Mon rôle est alors de rendre cette période aussi paisible et significative que possible. Les soins palliatifs ne sont pas une fin, mais un accompagnement pour retrouver une qualité de vie acceptable.
Je dis souvent aux familles : "Ce n’est pas une condamnation immédiate, mais un moment pour créer du sens, pour aimer et être aimé."
Sool : Que conseillez-vous aux familles dans ces moments difficiles ?
Julien : D’abord, ne jamais culpabiliser le patient. Lui rappeler qu’il a trop fumé, trop bu, ou qu’il aurait pu faire plus attention, ne sert absolument à rien. Cela ajoute un poids inutile à une situation déjà complexe.
Ensuite, il faut oser mettre à plat les relations. Dire les choses qui comptent, exprimer ce qu’on ressent. Une fois la personne partie, les regrets liés à ce qu’on n’a pas dit sont souvent les plus douloureux.
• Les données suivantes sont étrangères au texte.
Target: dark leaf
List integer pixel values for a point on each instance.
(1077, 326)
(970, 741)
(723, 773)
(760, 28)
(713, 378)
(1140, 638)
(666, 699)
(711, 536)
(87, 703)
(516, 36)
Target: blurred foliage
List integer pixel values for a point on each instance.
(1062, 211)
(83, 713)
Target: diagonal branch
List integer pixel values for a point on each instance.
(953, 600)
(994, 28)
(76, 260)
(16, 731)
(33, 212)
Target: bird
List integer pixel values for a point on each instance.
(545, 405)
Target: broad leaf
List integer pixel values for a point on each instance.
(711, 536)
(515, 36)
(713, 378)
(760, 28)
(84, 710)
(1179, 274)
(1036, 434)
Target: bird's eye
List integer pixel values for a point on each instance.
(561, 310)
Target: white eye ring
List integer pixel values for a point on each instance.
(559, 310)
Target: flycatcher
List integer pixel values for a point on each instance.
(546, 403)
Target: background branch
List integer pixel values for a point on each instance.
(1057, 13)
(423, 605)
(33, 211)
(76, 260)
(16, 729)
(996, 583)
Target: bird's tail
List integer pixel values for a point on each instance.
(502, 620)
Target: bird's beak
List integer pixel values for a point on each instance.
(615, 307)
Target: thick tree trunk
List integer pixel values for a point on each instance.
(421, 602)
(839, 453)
La communication, aussi délicate soit-elle, est essentielle.
Sool : Vous parlez également de vérité et de mensonge dans l’accompagnement. Quelle est votre position à ce sujet ?
Julien : C’est un sujet délicat. J’essaie toujours d’être honnête avec mes patients. Cela dit, il m’est arrivé de minimiser certaines informations pour préserver une personne particulièrement fragile. Mais même dans ces rares cas, je me questionne : qui suis-je pour décider ce qu’un patient doit savoir ?
Je privilégie toujours la vérité adaptée, expliquée avec des mots les plus justes possibles, pour ne pas créer de malentendus ou de faux espoirs. Le mensonge, même bienveillant, reste un risque.
Sool : Est-ce que cette proximité avec la fin de vie change votre perception de la vôtre ?
Julien : Énormément. Accompagner des gens en fin de vie est un miroir. On voit à travers eux ce qui compte vraiment : les relations, les moments simples, le sens que l’on donne à nos actions. Cela m’a appris à vivre autrement, à moins courir après des objectifs superficiels. Et, paradoxalement, cela m’a rendu plus serein face à la mort.
Je connais la fin de l’histoire pour chacun de nous, alors autant vivre pleinement avant d’y arriver.
Sool : Si vous aviez un message à transmettre, quel serait-il ?
Julien : Prenez soin des liens que vous entretenez avec les autres. Apprenez à vivre pour "être", pas seulement pour "avoir". Et surtout, ne remettez pas à plus tard les discussions importantes, les pardons, les élans d’amour.
Nous ne sommes pas immortels, et c’est peut-être ce qui donne tout son prix à la vie.
Sool : Merci, Julien, pour ce témoignage qui résonne profondément. Dans un prochain entretien, nous aborderons un sujet au croisement de la technologie, de la science, et de la philosophie.
Julien : Merci à vous, Sool, de porter ces réflexions à un public plus large. Le deuil de l’immortalité est un sujet difficile, mais il est essentiel de l'aborder.